Jules Verne

Een half uur later kwamen de verschillende habitues van de Reform-club opdagen en namen plaats bij den haard, waarin een lekker vuur brandde. Dit waren Phileas Fogg's gewone medespelers in het whistspel: de ingenieur Andrew Stuart, de bankiers John Sullivan en Samuel Fallentin, de brouwer Thomas Flanagan en Gauthier Ralph, een van de directeuren der engelsche bank, allen rijke en aanzienlijke personen, zelfs in die club, onder wier leden men de voornaamste industrieele en financieele beroemdheden telde.

"Wel! Ralph," begon Thomas Flanagan, "hoe staat het met den diefstal?"

"Ja," antwoordde Andrew Stuart, "de bank is haar geld kwijt."

"Ik vertrouw integendeel," zeide Gauthier Ralph, "dat wij den dief wel zullen krijgen. Men heeft zeer handige inspecteurs van politie naar Amerika en naar de voornaamste havens van Europa gezonden, zoodat het dien heer moeite zal kosten om hun te ontsnappen."

"Men heeft dus het signalement van den dief?" vroeg Andrew Stuart.

"Het is eigenlijk geen dief," antwoordde Gauthier Ralph ernstig.

"Hoe? Is het geen dief, die vijf en vijftig duizend pond sterling aan bankpapier gestolen heeft."

"Neen," zeide Ralph.

"Is het dan iemand, die zaken aan de beurs doet?"

"De Morning Chronicle verzekert dat het een gentleman is."

Hij, die dit zeide was niemand anders dan Phileas Fogg, wiens hoofd even uitstak boven een stapel couranten welke voor hem lagen. Tegelijkertijd groette Phileas Fogg zijn collega's, die zijn groet beantwoordden.

De zaak waarover men sprak en waarover de verschillende dagbladen van het Vereenigde Koninkrijk zoo ijverig van gedachten wisselden, was drie dagen geleden, den 29en September gebeurd.
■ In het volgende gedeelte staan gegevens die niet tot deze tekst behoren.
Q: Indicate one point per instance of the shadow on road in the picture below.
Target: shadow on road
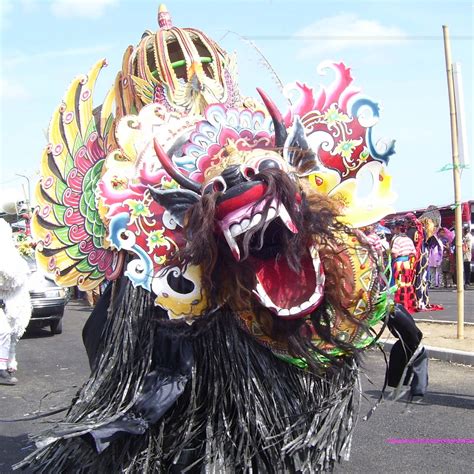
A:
(37, 332)
(433, 398)
(13, 450)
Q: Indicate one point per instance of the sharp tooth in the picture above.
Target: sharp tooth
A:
(295, 310)
(271, 213)
(235, 230)
(245, 223)
(314, 252)
(305, 305)
(286, 219)
(256, 219)
(232, 244)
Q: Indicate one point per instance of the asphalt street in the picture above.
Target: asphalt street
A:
(448, 299)
(52, 368)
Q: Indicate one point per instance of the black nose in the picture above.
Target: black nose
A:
(232, 176)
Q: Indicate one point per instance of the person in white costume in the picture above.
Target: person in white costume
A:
(15, 303)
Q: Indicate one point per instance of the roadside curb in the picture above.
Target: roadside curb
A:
(448, 355)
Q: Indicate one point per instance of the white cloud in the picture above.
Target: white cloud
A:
(21, 58)
(12, 90)
(81, 8)
(333, 34)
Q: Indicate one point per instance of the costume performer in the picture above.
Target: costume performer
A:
(431, 222)
(242, 290)
(403, 262)
(16, 306)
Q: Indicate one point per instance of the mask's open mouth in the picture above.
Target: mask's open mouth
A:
(283, 291)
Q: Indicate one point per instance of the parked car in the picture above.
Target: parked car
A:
(47, 299)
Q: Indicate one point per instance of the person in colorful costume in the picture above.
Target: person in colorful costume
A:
(16, 306)
(431, 222)
(403, 261)
(242, 288)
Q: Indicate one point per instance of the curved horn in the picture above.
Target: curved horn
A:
(173, 171)
(278, 122)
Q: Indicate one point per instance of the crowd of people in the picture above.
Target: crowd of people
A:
(420, 255)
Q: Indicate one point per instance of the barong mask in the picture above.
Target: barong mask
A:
(217, 204)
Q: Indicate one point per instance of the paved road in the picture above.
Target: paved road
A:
(448, 298)
(53, 367)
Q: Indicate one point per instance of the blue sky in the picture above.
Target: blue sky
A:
(395, 50)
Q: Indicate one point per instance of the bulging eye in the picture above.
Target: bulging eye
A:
(216, 185)
(248, 172)
(268, 163)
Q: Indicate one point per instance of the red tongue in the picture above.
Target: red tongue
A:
(285, 287)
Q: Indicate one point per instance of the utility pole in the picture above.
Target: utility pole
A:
(457, 186)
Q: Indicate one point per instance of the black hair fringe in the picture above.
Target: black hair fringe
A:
(242, 409)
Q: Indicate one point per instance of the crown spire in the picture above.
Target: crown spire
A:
(164, 17)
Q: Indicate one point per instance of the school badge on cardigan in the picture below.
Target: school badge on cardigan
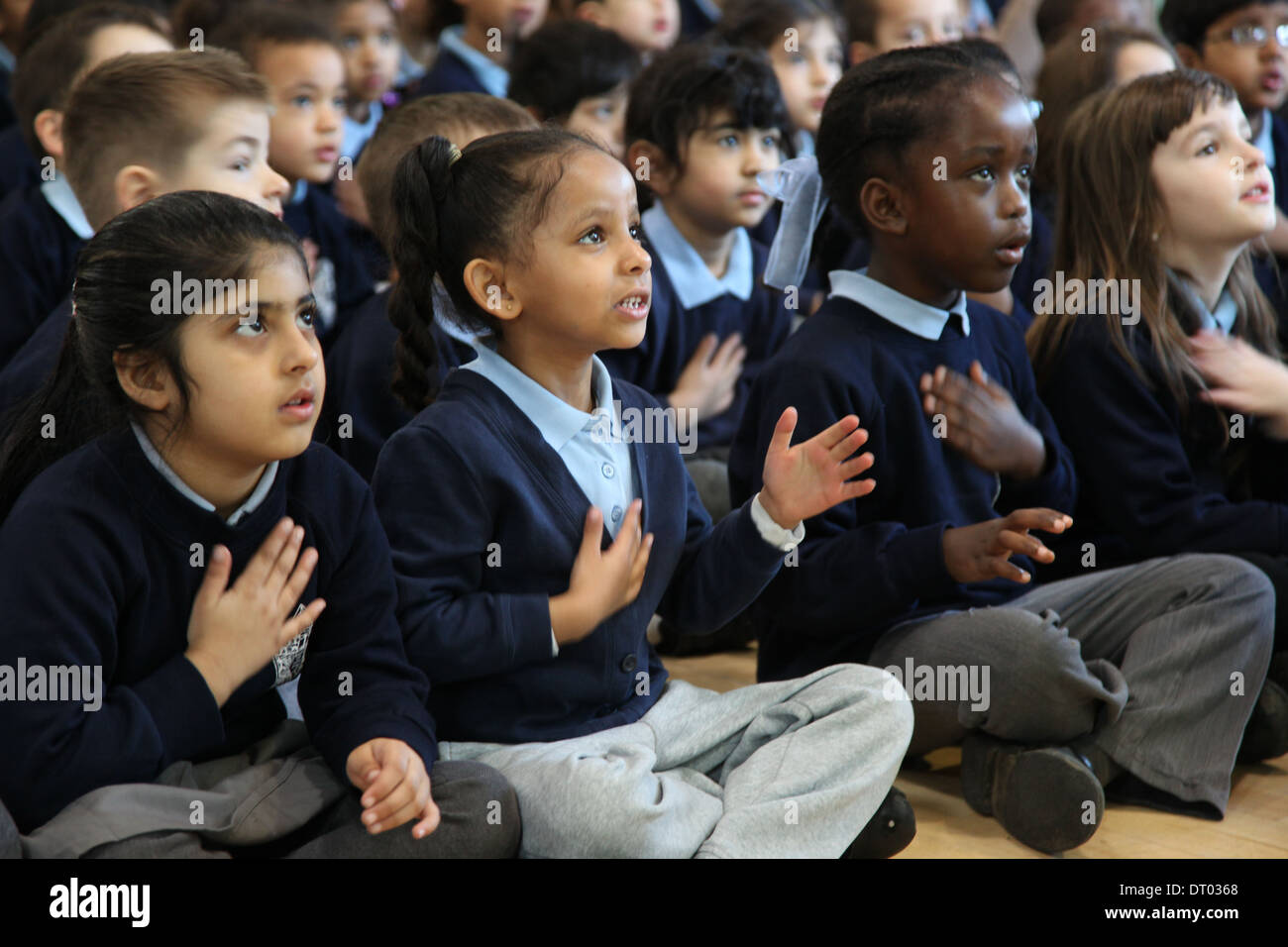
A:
(290, 660)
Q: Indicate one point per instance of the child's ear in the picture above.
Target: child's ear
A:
(881, 205)
(50, 132)
(143, 379)
(134, 184)
(649, 163)
(1190, 58)
(484, 279)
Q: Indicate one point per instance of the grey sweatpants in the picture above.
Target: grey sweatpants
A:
(278, 797)
(1160, 663)
(791, 768)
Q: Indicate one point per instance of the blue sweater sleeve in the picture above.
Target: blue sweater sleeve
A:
(439, 528)
(63, 586)
(721, 569)
(1056, 487)
(357, 682)
(1133, 466)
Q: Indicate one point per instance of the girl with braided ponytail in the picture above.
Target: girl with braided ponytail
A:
(176, 433)
(536, 528)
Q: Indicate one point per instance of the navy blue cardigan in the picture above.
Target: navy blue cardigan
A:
(484, 522)
(1154, 482)
(95, 569)
(674, 333)
(318, 218)
(871, 564)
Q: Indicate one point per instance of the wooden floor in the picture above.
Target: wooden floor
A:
(1256, 822)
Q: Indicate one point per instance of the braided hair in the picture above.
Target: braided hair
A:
(452, 208)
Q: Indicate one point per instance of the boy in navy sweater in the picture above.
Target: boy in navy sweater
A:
(42, 224)
(926, 574)
(702, 123)
(304, 69)
(476, 44)
(147, 125)
(362, 408)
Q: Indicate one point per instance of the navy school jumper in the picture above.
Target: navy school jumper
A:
(674, 333)
(449, 73)
(1154, 482)
(38, 264)
(318, 218)
(95, 569)
(35, 361)
(484, 522)
(871, 564)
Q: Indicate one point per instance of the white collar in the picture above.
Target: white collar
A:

Een lias banknoten, de aanzienlijke som van vijf en vijftig duizend pond sterling vertegenwoordigende, was weggenomen van het tafeltje van den eersten boekhouder der engelsche bank.
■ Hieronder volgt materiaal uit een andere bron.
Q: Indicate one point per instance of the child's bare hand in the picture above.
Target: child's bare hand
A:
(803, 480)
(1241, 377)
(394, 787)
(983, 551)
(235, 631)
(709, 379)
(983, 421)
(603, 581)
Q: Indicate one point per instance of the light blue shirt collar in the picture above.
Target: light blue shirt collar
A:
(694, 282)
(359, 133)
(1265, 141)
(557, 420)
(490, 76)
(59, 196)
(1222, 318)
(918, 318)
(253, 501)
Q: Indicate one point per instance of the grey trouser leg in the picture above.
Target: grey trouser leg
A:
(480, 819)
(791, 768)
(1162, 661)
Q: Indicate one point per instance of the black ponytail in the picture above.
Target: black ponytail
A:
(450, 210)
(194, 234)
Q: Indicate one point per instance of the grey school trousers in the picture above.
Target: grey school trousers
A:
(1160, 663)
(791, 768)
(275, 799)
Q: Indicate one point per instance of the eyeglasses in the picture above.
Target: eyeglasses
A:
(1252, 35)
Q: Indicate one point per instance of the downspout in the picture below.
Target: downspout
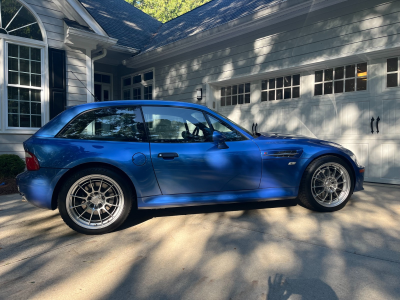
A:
(100, 56)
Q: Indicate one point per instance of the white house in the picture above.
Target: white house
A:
(323, 68)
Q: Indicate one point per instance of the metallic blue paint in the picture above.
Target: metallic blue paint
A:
(203, 173)
(165, 201)
(38, 186)
(203, 167)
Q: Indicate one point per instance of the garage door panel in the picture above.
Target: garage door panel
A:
(390, 119)
(390, 168)
(323, 119)
(355, 118)
(361, 150)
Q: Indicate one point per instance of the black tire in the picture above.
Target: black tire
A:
(128, 196)
(306, 197)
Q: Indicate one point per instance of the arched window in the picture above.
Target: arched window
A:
(23, 63)
(15, 19)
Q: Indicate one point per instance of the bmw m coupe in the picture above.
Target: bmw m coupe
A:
(96, 162)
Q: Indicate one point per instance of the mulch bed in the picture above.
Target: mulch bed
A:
(10, 186)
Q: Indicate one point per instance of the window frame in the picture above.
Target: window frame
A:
(43, 45)
(61, 131)
(43, 88)
(142, 84)
(237, 94)
(173, 106)
(282, 88)
(111, 83)
(393, 72)
(337, 80)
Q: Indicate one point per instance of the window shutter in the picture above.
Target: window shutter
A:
(57, 84)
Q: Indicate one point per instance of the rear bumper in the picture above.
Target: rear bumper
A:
(38, 186)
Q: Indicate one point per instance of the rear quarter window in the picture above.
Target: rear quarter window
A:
(107, 124)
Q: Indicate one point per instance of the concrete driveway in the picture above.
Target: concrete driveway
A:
(277, 251)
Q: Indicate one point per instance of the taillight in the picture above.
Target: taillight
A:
(32, 164)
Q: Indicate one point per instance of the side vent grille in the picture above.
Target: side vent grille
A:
(283, 153)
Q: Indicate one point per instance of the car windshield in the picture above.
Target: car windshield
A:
(227, 119)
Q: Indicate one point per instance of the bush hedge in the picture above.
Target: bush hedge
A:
(11, 165)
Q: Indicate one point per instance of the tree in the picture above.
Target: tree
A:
(165, 10)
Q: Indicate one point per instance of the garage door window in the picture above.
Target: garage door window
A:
(338, 80)
(279, 88)
(392, 69)
(235, 94)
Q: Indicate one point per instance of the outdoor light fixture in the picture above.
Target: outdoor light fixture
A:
(199, 94)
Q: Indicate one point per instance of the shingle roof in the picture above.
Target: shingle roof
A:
(133, 28)
(121, 20)
(205, 17)
(74, 24)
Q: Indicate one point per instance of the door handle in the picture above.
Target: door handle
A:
(167, 155)
(377, 124)
(372, 124)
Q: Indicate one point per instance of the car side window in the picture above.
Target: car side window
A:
(176, 125)
(229, 133)
(107, 124)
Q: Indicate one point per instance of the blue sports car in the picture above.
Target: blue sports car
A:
(95, 162)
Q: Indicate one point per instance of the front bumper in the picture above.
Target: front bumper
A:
(37, 187)
(359, 184)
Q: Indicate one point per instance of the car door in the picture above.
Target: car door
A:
(186, 160)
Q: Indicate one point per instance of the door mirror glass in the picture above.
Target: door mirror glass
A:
(219, 140)
(229, 134)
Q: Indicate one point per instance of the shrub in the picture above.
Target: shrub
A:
(11, 165)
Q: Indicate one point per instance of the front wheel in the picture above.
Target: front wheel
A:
(326, 184)
(95, 201)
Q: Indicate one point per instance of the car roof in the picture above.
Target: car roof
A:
(54, 126)
(139, 102)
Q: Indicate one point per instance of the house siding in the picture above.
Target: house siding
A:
(331, 37)
(351, 27)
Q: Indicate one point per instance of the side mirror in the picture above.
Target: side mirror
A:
(219, 140)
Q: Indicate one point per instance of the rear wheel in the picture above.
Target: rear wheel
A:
(326, 184)
(95, 201)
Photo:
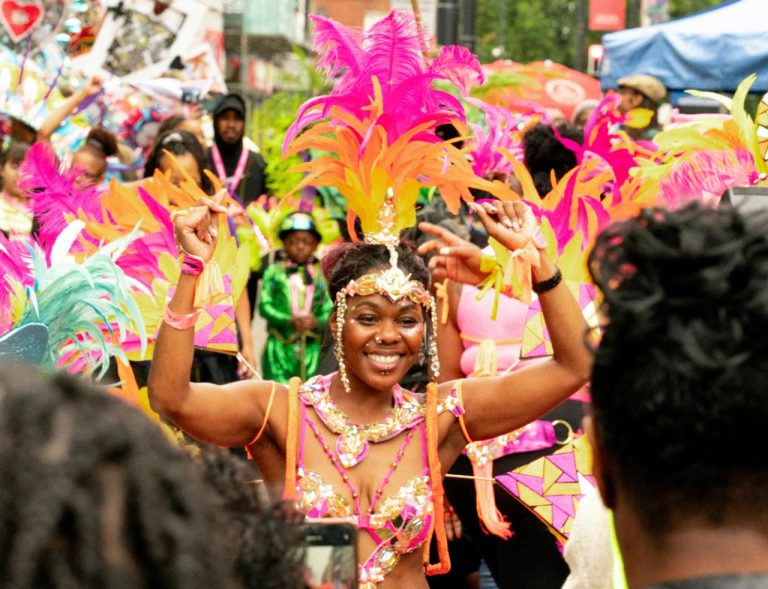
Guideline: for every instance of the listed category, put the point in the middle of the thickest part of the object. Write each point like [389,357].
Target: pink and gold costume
[399,523]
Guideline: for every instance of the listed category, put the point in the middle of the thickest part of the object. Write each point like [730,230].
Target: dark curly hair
[269,552]
[178,142]
[348,261]
[544,153]
[679,380]
[94,495]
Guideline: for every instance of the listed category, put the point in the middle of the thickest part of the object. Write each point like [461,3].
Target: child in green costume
[294,302]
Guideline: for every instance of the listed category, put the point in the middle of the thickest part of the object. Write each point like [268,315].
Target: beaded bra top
[398,523]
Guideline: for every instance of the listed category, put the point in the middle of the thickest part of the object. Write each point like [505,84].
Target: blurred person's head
[188,153]
[22,132]
[91,158]
[229,120]
[679,386]
[9,168]
[300,237]
[640,91]
[179,122]
[268,551]
[94,495]
[544,153]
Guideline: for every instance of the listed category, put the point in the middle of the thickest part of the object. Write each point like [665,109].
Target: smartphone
[330,554]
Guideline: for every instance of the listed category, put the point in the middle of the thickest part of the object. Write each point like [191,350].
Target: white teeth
[383,359]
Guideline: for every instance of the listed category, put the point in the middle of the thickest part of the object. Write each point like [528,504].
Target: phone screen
[330,557]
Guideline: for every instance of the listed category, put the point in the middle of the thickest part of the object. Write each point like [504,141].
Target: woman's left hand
[511,223]
[195,227]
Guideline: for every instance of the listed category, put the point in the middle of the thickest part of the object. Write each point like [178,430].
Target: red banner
[607,15]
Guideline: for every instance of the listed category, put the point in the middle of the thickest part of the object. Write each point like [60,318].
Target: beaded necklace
[353,441]
[343,473]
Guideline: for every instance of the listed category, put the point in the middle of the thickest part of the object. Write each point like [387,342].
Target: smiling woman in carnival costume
[354,444]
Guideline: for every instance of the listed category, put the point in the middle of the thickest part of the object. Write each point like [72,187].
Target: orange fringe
[292,440]
[491,519]
[129,389]
[436,481]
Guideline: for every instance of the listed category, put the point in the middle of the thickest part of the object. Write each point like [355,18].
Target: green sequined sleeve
[274,305]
Aan hem, dien het verwonderde dat zulk een diefstal zoo gemakkelijk kon gebeuren, gaf de onder-directeur, Gauthier Ralph, eenvoudig ten antwoord, dat juist op dat oogenblik de kassier bezig was om een quitantie te registreeren en dat men niet op alles te gelijk kan letten.
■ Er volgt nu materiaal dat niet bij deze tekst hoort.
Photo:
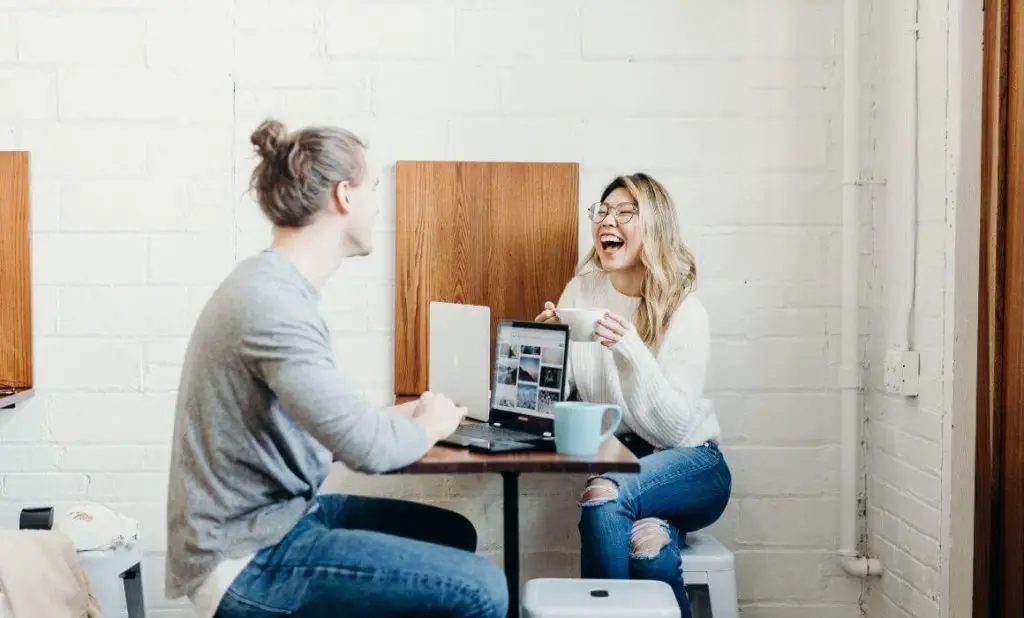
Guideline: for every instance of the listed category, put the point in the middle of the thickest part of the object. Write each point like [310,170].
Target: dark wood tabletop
[442,459]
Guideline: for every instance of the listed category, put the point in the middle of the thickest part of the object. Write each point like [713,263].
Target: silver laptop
[460,355]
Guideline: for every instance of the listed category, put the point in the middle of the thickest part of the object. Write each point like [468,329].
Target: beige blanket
[42,576]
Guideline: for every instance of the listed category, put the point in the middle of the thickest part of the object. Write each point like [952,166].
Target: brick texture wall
[908,440]
[137,114]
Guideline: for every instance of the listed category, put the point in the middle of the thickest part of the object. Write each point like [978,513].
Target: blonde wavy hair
[670,269]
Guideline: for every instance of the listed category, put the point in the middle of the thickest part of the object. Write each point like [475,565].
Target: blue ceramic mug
[578,427]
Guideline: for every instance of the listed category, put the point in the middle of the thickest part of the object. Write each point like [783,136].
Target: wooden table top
[442,459]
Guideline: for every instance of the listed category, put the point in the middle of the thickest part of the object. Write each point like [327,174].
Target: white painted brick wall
[138,115]
[905,438]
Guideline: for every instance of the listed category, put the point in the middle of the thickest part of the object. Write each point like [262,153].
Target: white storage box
[555,598]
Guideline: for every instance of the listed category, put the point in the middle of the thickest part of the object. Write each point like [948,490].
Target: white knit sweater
[660,392]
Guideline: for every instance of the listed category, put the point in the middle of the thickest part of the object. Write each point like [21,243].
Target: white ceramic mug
[582,322]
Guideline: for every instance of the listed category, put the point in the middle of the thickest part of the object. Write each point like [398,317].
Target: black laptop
[527,379]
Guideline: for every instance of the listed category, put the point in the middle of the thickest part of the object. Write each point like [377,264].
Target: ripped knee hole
[648,536]
[599,490]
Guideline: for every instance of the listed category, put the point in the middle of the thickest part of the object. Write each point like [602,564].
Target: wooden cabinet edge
[18,396]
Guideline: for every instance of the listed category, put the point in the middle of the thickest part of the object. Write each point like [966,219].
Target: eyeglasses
[623,212]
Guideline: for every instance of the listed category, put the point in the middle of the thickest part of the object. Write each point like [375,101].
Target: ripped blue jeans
[634,526]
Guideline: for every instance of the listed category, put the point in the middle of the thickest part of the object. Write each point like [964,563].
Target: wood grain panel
[15,289]
[501,234]
[998,561]
[987,555]
[1012,370]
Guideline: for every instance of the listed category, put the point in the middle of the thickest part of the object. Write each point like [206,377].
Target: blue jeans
[685,489]
[358,556]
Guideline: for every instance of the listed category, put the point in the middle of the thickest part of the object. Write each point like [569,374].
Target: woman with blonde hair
[651,361]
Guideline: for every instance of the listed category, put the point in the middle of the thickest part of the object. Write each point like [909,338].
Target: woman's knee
[599,490]
[486,590]
[648,538]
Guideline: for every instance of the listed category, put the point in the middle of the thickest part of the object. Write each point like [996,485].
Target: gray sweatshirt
[261,411]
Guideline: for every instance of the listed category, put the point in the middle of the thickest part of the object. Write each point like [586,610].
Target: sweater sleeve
[664,394]
[568,300]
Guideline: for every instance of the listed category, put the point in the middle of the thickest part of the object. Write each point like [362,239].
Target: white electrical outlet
[902,372]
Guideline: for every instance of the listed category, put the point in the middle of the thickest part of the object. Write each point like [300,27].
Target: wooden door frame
[998,546]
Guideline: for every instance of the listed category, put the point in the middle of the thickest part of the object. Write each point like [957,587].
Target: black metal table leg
[510,483]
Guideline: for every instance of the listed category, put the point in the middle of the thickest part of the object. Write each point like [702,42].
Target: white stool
[707,562]
[555,598]
[116,579]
Men moet niet uit het oog verliezen--iets wat de zaak duidelijker maakt--dat deze uitmuntende instelling, de engelsche bank zich zeer veel aan de waardigheid van het publiek laat gelegen liggen. Geen wacht, geen oppassers, geen traliewerk! Het goud, het zilver en de banknoten zijn aan ieders blikken blootgesteld en liggen schijnbaar ter beschikking van den eerstkomende. Men mocht toch de eerlijkheid van elken voorbijganger niet wantrouwen. Iemand, die het best de engelsche zeden heeft bestudeerd, vertelt daaromtrent zelfs het volgende. Eens was hij zeer nieuwsgierig om van nabij een gouden staaf te zien, die zes a acht pond woog en op een tafeltje van den kassier lag, in de zaal, waar hij zich bevond. Hij nam deze staaf, bekeek haar, gaf haar aan zijn buurman, deze aan een anderen, zoodat zij van hand tot hand ging, tot in de donkeren gang en niet dan na een half uur terugkwam, zonder dat zelfs de kassier maar even opgekeken had.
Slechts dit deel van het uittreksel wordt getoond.